Como nos esquivamos de uma bala? Do tipo que pode aumentar o risco de Alzheimer tanto quanto carregar o infame gene APOE e4? Ao compreender que os genes não são tudo.
Os genes explicam apenas metade do quebra-cabeça. O resto é vida. Ou talvez a morte. Pegue gêmeos idênticos. O mesmo ADN. O mesmo projeto. Alguém pega Alzheimer? O outro geralmente sai livre. Se fosse puramente genético, ambos provavelmente estariam condenados. Então temos que procurar em outro lugar.
Há um vilão à espreita em nossos livros de história. DDE. É um metabólito do DDT, aquele velho pesticida clorado que a EPA sinalizou como provável cancerígeno. Mas aqui está a reviravolta. Os primeiros dados ligavam o DDE não à morte por cancro, mas a algo mais amplo. Mortalidade por outras causas. Diabetes. Demência.
Já sabemos dos picos de açúcar. Mas o cérebro?
“Quando observamos os níveis sanguíneos, vemos um mapa do que está no cérebro.”
Isso é o que os estudos de autópsia nos dizem. Uma equipe de pesquisa da Rutgers analisou os números. Eles analisaram pacientes com Alzheimer e aqueles sem. Os pacientes com Alzheimer apresentavam níveis de DDE significativamente mais elevados. Estamos falando de quatro vezes mais chances para o clube de demência.

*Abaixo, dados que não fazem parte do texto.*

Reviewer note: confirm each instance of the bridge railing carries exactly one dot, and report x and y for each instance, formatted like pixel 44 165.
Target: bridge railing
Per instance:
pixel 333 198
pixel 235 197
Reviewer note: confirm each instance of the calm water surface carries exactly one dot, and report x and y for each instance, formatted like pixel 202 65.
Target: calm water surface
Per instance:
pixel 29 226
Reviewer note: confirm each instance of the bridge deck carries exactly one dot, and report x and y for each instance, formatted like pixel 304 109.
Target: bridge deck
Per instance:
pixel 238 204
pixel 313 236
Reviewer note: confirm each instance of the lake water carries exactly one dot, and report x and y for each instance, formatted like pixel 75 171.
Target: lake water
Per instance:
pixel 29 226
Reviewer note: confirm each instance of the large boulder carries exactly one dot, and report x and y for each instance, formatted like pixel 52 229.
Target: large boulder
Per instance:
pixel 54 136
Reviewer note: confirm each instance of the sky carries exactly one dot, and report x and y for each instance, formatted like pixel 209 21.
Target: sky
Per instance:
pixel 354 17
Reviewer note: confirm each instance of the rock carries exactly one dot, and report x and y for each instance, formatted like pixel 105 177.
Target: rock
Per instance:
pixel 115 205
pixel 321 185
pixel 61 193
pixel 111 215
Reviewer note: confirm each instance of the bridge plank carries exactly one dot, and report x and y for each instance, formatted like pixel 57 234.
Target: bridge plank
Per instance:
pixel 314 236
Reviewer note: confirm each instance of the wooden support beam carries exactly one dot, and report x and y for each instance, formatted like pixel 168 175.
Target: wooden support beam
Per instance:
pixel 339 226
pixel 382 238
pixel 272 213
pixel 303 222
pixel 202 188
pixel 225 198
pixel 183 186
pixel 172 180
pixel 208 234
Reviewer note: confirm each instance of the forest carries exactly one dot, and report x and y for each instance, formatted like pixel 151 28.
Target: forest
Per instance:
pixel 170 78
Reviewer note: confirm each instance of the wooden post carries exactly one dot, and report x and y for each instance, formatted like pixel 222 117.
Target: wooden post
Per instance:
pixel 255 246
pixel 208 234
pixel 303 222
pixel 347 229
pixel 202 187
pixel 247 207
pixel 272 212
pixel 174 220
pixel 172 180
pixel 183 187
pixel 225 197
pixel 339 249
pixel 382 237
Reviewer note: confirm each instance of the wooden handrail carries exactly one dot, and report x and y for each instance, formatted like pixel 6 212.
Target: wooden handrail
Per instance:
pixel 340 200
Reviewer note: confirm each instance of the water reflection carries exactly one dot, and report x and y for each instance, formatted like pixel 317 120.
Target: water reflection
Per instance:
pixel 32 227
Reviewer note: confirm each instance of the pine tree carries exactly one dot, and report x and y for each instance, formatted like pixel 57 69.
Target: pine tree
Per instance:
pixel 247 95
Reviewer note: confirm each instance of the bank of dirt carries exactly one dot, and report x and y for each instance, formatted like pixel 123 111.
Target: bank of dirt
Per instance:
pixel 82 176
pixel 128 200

Não apenas correlação. Mecanismo também. Em placas de Petri, o DDE mexe com as células cerebrais humanas. Ele aumenta a proteína precursora da amiloide. A coisa que gruda e obstrui os canais da cognição. Mesmo em níveis encontrados em indivíduos normais e altamente expostos, as proteínas pegajosas multiplicam-se.
Isso importa?
Talvez. Talvez não. Mas o envenenamento agudo por pesticidas já duplica o risco de demência. Junte esses estudos e a ligação parecerá menos uma coincidência e mais um perigo.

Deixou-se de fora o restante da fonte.